The original house in Dorrington Ave Glen Iris was designed in 1919 by the notable early-20th century Melbourne Architect, Howard R Larson, perhaps best known as the designer of the exotic Beverly Hills Apartments in South Yarra. Whilst the Dorrington Ave house was significantly altered several times in subsequent decades, the qualities of the original design remained intact, with the massive gable roof slung over the low entry verandah and the warm palette of clinker bricks, tessellated tiles, timber floors and glass panelled and leadlight windows and doors.
Though set in a generously-sized block, the house felt truncated, having a poor connection to its back yard and lacking in many of the contemporary approaches that support how we live. With this and a highly considered brief from our daring client in mind, Architecture Matters embarked on a journey to bring the old house into a new era that would suit a young and busy family.
So it was with a certain grim symmetry that, 100 years after the Larson-designed house was built during the Spanish Flu pandemic, the substantial rebuilding and extension of the old house found itself enveloped within Melbourne’s COVID-19 pandemic response.
Working closely with our clients to a detailed brief we developed a fully accessible 3D-computer model of the renovated house so that they could get an immediate and clear understanding of what was being proposed. They were given a copy of the 3D-model to take home and investigate in their own time, giving them time to consider the tricky decisions.
The project reworked the property from front to back, looking to enhance the broad sweep of the front yard and grand liquid amber tree by starting with the rebuilding of the heritage street fence to incorporate new pedestrian and automated driveway gates as well as new crazy-paved paths and driveway to replicate the original surfaces.
To improve access to the driveway, a new side stair was added to the rebuilt tessellated-tiled verandah. A newly sympathetic rendered brick faced and gable roof two-car garage replaced the flat roof original, addressing one of the many incongruities from past renovations.
We were conscious of retaining the integrity of the original front rooms of the house and so limited the works to restoring damaged leadlight windows and replacing outdated joinery and the ageing floor, wall and ceiling surfaces with a palette that would tie the whole house together, including a solid oak chevron parquetry floors.
Making best use of existing space and enhancing the heritage qualities of the old house was a priority. The original kitchen room was converted into a new study and an original bay window within it rebuilt. We similarly remodelled the existing Victorian-era timber stair that had been brought into the house as part of an earlier renovation, achieving compliance with current building regulations in a testament to the skill of the builder and their craftsmen.
Part of the ‘trick’ in successfully moving from the old part of a house to the new is managing the transition through changes in height, light and space.
At Dorrington Ave, between the clean line of the rear of the retained old house and the swimming pool we set about the true transformation of the property, creating a three-level addition that comfortably works with what was considered worth keeping.
We excavated out to form a basement level with a cinema room, gym and cellar, linked to the garage and ground floor with a second stairwell.

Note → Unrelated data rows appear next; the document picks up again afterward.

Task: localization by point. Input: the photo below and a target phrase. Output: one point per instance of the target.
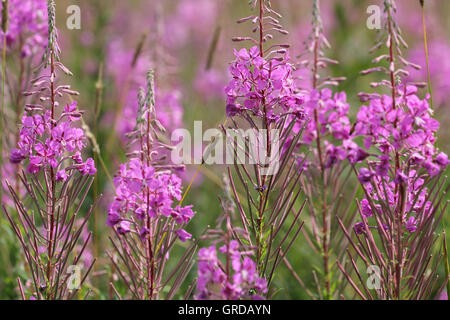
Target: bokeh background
(189, 43)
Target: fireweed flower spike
(234, 277)
(403, 185)
(23, 41)
(327, 135)
(56, 179)
(262, 93)
(146, 213)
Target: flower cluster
(384, 193)
(51, 143)
(27, 25)
(260, 84)
(407, 128)
(143, 192)
(218, 282)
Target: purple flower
(359, 228)
(365, 175)
(183, 235)
(123, 227)
(411, 224)
(16, 156)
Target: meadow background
(111, 33)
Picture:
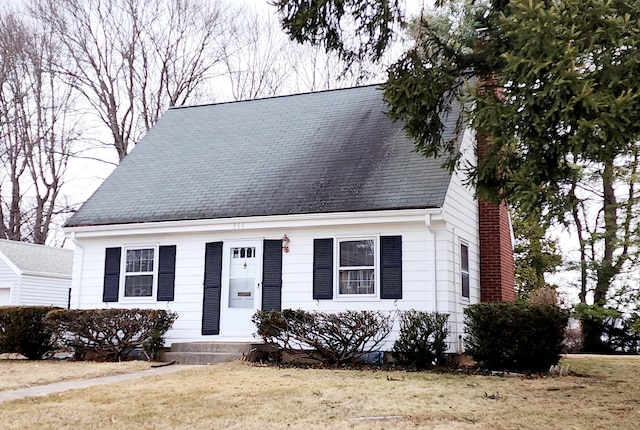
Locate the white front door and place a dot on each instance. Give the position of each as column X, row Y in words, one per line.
column 241, row 292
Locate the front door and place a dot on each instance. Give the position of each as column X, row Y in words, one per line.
column 241, row 289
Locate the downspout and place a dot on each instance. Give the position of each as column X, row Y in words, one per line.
column 77, row 247
column 433, row 275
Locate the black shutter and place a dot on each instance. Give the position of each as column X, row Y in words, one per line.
column 111, row 274
column 391, row 267
column 272, row 275
column 322, row 269
column 212, row 288
column 166, row 273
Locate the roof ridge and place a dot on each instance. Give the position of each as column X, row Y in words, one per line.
column 280, row 96
column 35, row 245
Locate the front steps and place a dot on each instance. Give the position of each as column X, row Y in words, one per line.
column 206, row 352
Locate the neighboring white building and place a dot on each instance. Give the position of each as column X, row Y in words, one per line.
column 34, row 274
column 314, row 201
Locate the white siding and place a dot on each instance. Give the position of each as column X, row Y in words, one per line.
column 33, row 290
column 44, row 291
column 461, row 214
column 9, row 281
column 422, row 264
column 5, row 296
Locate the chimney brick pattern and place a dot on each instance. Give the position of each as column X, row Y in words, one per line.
column 497, row 277
column 497, row 270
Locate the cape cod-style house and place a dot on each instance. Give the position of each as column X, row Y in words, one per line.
column 314, row 201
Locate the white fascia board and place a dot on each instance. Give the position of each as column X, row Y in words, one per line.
column 10, row 263
column 258, row 222
column 46, row 275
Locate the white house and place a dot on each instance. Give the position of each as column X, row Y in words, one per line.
column 314, row 201
column 34, row 274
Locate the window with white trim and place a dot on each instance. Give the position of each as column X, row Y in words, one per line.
column 356, row 267
column 464, row 269
column 139, row 272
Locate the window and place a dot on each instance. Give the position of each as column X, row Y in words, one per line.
column 139, row 270
column 464, row 269
column 356, row 271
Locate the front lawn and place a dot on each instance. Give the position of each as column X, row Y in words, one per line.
column 242, row 396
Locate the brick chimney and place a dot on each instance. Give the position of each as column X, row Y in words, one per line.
column 497, row 272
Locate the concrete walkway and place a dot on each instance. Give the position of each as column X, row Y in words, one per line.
column 57, row 387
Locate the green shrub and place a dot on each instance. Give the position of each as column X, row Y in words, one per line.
column 336, row 338
column 111, row 334
column 515, row 336
column 24, row 330
column 422, row 341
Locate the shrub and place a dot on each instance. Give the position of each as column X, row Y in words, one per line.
column 515, row 336
column 24, row 330
column 422, row 341
column 337, row 338
column 111, row 334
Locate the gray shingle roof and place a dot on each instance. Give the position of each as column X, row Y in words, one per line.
column 31, row 258
column 321, row 152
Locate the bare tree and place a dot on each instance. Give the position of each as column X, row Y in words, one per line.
column 316, row 70
column 132, row 59
column 256, row 56
column 37, row 130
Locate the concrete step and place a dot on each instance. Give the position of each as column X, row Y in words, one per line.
column 212, row 347
column 206, row 352
column 200, row 357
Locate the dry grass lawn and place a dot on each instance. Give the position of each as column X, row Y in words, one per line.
column 241, row 396
column 25, row 373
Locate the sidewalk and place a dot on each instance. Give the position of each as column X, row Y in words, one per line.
column 57, row 387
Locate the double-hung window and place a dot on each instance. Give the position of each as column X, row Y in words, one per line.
column 357, row 267
column 464, row 269
column 139, row 272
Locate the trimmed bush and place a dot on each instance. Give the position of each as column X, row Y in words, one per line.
column 515, row 336
column 332, row 338
column 422, row 341
column 111, row 334
column 24, row 330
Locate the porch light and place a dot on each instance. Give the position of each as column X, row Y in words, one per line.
column 285, row 243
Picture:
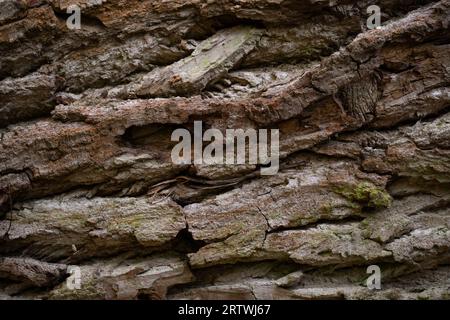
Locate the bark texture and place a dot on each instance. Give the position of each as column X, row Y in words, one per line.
column 87, row 181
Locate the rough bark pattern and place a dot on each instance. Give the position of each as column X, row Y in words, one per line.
column 86, row 177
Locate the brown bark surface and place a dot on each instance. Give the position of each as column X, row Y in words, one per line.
column 87, row 180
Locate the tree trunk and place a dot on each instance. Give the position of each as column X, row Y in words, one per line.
column 87, row 181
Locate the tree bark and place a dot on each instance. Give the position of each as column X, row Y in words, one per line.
column 87, row 180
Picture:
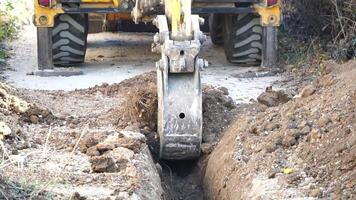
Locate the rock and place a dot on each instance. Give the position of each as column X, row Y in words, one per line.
column 224, row 90
column 132, row 135
column 89, row 141
column 305, row 130
column 273, row 98
column 207, row 148
column 324, row 121
column 92, row 151
column 101, row 164
column 307, row 91
column 77, row 196
column 272, row 173
column 122, row 154
column 19, row 105
column 316, row 193
column 4, row 130
column 289, row 141
column 314, row 135
column 102, row 147
column 34, row 119
column 270, row 147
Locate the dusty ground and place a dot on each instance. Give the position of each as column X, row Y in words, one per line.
column 114, row 57
column 66, row 143
column 94, row 136
column 303, row 149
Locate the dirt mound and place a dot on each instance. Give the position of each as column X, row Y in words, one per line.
column 14, row 112
column 138, row 111
column 304, row 148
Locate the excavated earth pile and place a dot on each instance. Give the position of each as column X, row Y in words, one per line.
column 91, row 144
column 303, row 149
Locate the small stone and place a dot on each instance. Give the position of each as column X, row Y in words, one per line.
column 314, row 135
column 308, row 91
column 270, row 147
column 324, row 121
column 207, row 148
column 102, row 147
column 77, row 196
column 272, row 173
column 34, row 119
column 92, row 151
column 224, row 90
column 4, row 129
column 100, row 164
column 273, row 98
column 289, row 141
column 316, row 193
column 305, row 130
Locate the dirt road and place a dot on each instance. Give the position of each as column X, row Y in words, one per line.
column 114, row 57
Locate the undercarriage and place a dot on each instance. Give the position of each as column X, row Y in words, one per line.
column 246, row 28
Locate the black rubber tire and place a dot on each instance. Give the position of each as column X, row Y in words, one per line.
column 69, row 39
column 216, row 28
column 243, row 39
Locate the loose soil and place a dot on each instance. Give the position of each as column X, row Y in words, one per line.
column 99, row 137
column 302, row 149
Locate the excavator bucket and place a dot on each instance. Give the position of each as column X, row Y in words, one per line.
column 179, row 90
column 180, row 115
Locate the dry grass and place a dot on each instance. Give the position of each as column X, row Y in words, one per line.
column 332, row 21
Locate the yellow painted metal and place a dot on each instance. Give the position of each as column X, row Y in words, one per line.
column 116, row 3
column 118, row 16
column 270, row 15
column 174, row 7
column 44, row 17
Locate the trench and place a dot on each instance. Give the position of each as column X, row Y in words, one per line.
column 182, row 180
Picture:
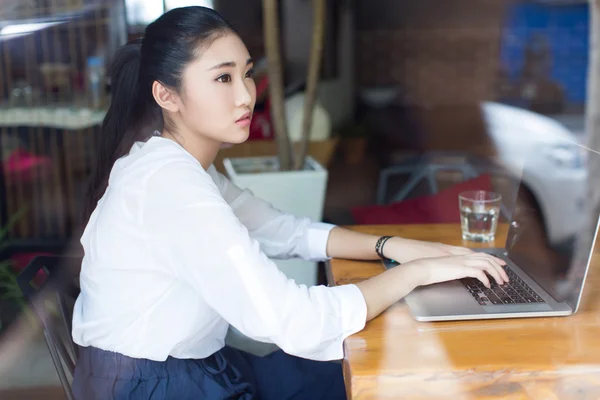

At the ground level we added a core of services rooms comprising the laundry, powder room, guest ensuite and a scullery adjoining the light-filled, north-facing kitchen, dining and lounge room. The open-plan living space is bookended by a venetian-plaster wall and fireplace at one end and a vast, clerestory-lit space over the kitchen and dining area at the other. A tall wall of floor-to-ceiling windows looks out over the fully-rebuilt swimming pool and terrace, with bi-fold doors opening onto a new alfresco area, drawing the freshly landscaped back yard into the living spaces and visa-versa.
The existing first floor bedrooms were updated whilst the existing bathroom was lavishly remodelled to match the standards elsewhere in the house. A large new rumpus room, main bedroom, dressing room, ensuite and recessed balcony were added across the new building footprint, housed within a series of dramatic gable roofs that tie the old and new structures together to form a coherent whole.
This is a house reborn, that comfortably melds the old with the new and befits its picturesque setting.